For linguistic rules, an AI interface developer takes a linguistic engine that has knowledge of a given language's syntax, semantics and morphology (how words are built) and then adds program rules that look for the key semantic concepts that determine that a sentence has a certain meaning (e.g., if it is told to look for the word balance, it automatically knows to also look for related words such as money/cash/savings, etc.).

As in the ML-based approach, designers then repeat the above process for every intent they want the bot to distinguish—i.e., for every distinct question they want answered. When the engine is deployed after that programming phase is done, it will conclude “the customer means BALANCEINQUIRY” when it sees a sentence that is either exactly like the one it was trained for, or ones that are similar in terms of the meaning.

In both cases, once the engine has determined that the user intent was BALANCEINQUIRY, the chatbot script will then have logic that asserts, “If intent was BALANCEINQUIRY, then look up balance from backend and present it.”

Sequence models are the machine learning models that input or output sequences of data. Sequential data includes text streams, audio clips, video clips, time-series data and etc. Recurrent Neural Networks (RNNs) is a popular algorithm used in sequence models. Sequence models are a very common sequence modeling technique in machine learning that is used for analyzing sequence data. Sequence data are the data points which are ordered in the meaningful manner such that earlier data points or observations provide the information about later data points or observations. The time series data is an example of sequence data which can be defined as a sequence of observations where each observation is dependent on the previous one. Sequence data can be represented as observations of one or more characteristics of events over time.

In general, the larger the size of a corpus, the better. Large quantities of specialized datasets are vital to training algorithms. High quality is important when it comes to the data within a corpus. Due to the large volume of data required for a corpus, even minor errors in the training data can lead to large-scale errors in the machine learning system's output. Data cleansing is also important for creating and maintaining a high-quality corpus. Data cleansing allows identifying and eliminating any errors or duplicate data to create a more reliable corpus for NLP. A high-quality corpus is a balanced corpus. While it can be tempting to fill a corpus with everything and anything available, if one doesn't streamline and structure the data collection process, it could unbalance the relevance of the dataset.

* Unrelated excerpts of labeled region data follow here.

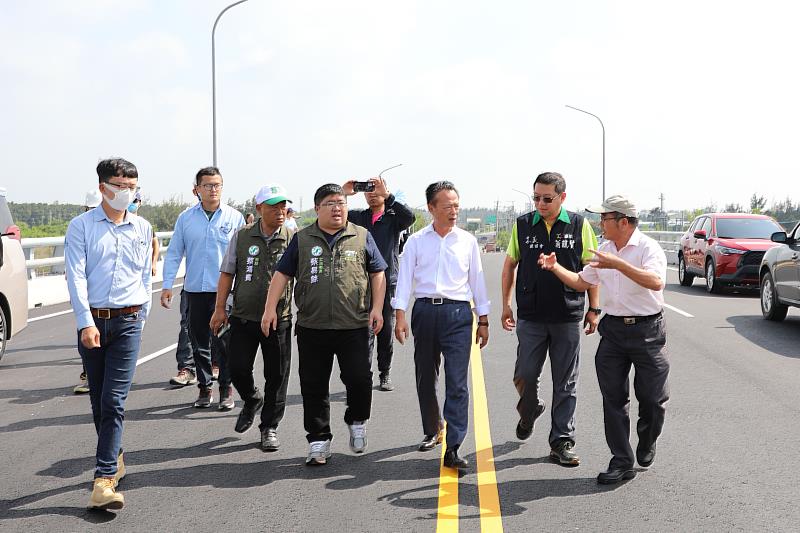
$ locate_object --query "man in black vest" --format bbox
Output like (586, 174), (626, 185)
(261, 183), (386, 465)
(211, 185), (292, 452)
(501, 172), (600, 466)
(342, 178), (414, 391)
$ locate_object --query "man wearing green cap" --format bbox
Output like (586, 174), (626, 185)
(211, 185), (292, 451)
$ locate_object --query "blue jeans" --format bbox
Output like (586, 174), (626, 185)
(78, 312), (144, 478)
(175, 291), (195, 372)
(411, 300), (474, 448)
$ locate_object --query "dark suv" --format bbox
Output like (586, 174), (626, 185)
(761, 222), (800, 321)
(678, 213), (783, 293)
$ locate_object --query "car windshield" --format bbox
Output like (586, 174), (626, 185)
(717, 218), (783, 240)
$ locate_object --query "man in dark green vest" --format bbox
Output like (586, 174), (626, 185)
(261, 183), (386, 465)
(501, 172), (600, 466)
(211, 185), (292, 451)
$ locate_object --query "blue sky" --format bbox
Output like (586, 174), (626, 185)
(0, 0), (800, 212)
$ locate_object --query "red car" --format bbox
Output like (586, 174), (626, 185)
(678, 213), (784, 293)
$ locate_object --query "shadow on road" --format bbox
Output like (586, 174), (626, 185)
(728, 315), (800, 359)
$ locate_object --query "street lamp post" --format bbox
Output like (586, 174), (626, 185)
(566, 105), (606, 201)
(211, 0), (247, 166)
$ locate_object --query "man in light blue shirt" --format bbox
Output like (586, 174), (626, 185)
(64, 159), (153, 509)
(161, 167), (244, 410)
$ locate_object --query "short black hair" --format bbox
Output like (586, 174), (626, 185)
(97, 157), (139, 183)
(194, 167), (222, 185)
(533, 172), (567, 194)
(425, 181), (461, 204)
(314, 183), (344, 205)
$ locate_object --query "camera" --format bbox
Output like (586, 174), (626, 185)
(353, 181), (375, 192)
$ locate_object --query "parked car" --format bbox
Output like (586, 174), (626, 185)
(0, 188), (28, 359)
(678, 213), (783, 293)
(760, 222), (800, 321)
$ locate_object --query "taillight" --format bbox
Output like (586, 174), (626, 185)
(3, 224), (22, 241)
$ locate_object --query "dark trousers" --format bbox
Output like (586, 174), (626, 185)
(228, 317), (292, 431)
(411, 300), (472, 447)
(296, 326), (372, 442)
(188, 291), (231, 388)
(369, 286), (395, 374)
(175, 291), (195, 372)
(514, 319), (581, 447)
(78, 312), (144, 477)
(595, 316), (669, 468)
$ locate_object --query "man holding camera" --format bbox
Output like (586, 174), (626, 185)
(342, 177), (414, 391)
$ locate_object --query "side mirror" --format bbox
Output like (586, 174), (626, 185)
(770, 231), (789, 244)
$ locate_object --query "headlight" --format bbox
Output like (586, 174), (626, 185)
(717, 246), (747, 255)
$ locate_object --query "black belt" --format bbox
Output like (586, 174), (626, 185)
(604, 311), (661, 326)
(417, 298), (469, 305)
(89, 305), (142, 320)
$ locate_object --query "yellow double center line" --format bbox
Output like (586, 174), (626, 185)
(436, 330), (503, 533)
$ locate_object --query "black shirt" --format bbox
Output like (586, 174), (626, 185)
(347, 194), (414, 286)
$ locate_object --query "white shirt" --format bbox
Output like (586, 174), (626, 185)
(578, 229), (667, 316)
(392, 224), (489, 316)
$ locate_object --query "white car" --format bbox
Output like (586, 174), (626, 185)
(0, 187), (28, 359)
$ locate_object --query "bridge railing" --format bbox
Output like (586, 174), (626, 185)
(21, 231), (172, 279)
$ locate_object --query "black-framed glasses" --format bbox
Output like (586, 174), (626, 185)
(319, 200), (347, 209)
(103, 181), (142, 193)
(533, 194), (558, 204)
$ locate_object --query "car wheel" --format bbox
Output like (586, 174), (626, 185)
(706, 259), (722, 294)
(761, 272), (789, 322)
(678, 254), (694, 287)
(0, 306), (8, 360)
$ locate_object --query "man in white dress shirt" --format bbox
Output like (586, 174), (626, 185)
(392, 181), (489, 469)
(539, 196), (669, 484)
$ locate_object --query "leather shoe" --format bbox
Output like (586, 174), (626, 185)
(444, 446), (469, 470)
(636, 442), (656, 468)
(419, 430), (443, 452)
(517, 402), (545, 440)
(597, 467), (636, 485)
(233, 396), (264, 433)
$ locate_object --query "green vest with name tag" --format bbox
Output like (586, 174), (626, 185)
(294, 222), (372, 329)
(231, 218), (293, 322)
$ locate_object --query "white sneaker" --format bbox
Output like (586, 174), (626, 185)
(347, 420), (367, 453)
(306, 439), (331, 465)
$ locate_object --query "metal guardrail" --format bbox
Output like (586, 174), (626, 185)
(21, 231), (172, 279)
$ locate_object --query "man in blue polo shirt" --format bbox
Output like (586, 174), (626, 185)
(64, 159), (153, 509)
(161, 167), (244, 410)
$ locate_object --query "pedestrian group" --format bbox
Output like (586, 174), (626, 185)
(65, 159), (669, 509)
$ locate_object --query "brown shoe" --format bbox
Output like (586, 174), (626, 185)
(88, 477), (125, 511)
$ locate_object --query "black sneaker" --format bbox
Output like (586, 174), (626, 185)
(233, 396), (264, 433)
(194, 387), (214, 409)
(444, 446), (469, 470)
(550, 439), (581, 466)
(261, 428), (281, 452)
(517, 402), (545, 440)
(379, 372), (394, 392)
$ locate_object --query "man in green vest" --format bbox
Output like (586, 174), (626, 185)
(261, 183), (386, 465)
(501, 172), (600, 466)
(211, 185), (292, 452)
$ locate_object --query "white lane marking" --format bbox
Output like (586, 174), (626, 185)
(136, 342), (178, 366)
(28, 309), (72, 323)
(664, 304), (694, 318)
(28, 283), (183, 323)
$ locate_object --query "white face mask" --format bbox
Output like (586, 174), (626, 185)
(103, 183), (136, 211)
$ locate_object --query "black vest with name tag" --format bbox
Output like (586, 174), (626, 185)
(516, 211), (585, 323)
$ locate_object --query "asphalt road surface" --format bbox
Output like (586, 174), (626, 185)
(0, 254), (800, 532)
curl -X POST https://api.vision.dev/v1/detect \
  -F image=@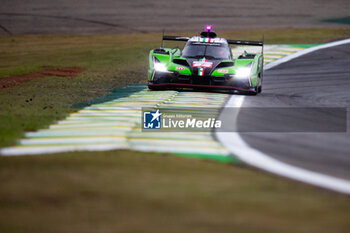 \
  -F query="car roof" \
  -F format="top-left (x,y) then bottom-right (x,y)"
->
top-left (188, 36), bottom-right (228, 45)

As such, pre-processing can be applied to the data in a corpus. Such processing includes but is not limited to the following tasks:

- tokenization—converting sentences to words;
- removing unnecessary punctuation, tags;
- removing stop words—frequent words such as “the”, “is”, etc. that do not have specific semantic;
- stemming—words are reduced to a root by removing inflection through dropping unnecessary characters, usually a suffix (ie. “ed”, “ing”, “s”, “es” etc.); and
- lemmatization—Another approach to remove inflection by determining the part of speech and utilizing detailed database of the language.

In text processing, words of the text represent discrete, categorical features. How do we encode such data in a way which is ready to be used by the algorithms? The mapping from textual data to real valued vectors is called feature extraction. One of the simplest techniques to numerically represent text is Bag of Words.

In implementing a bag of words representation make a list of unique words in the text corpus, which is called vocabulary. Next, represent each sentence or document as a vector with each word represented as 1 for present and 0 for absent from the vocabulary. Another representation can be count the number of times each word appears in a document. The most popular approach is using the Term Frequency-Inverse Document Frequency (TF-IDF) technique.

Term Frequency (TF)=(Number of times term t appears in a document)/(Number of terms in the document)

Inverse Document Frequency (IDF)=log(N/n), where, N is the number of documents and n is the number of documents a term t has appeared in. The IDF of a rare word is high, whereas the IDF of a frequent word is likely to be low. Thus having the effect of highlighting words that are distinct.

TF-IDF value of a term is calculated as=TF*IDF

One of the major disadvantages of using BOW is that it discards word order thereby ignoring the context and in turn meaning of words in the document. For natural language processing (NLP) maintaining the context of the words can be of some importance. To solve this problem another approach called Word Embedding can be employed.

Word embedding is a representation of text where words that have the same meaning have a similar representation. In other words it represents words in a coordinate system where related words, based on a corpus of relationships, are placed closer together.

There are two popular models of word embedding Word2Vac and Glove.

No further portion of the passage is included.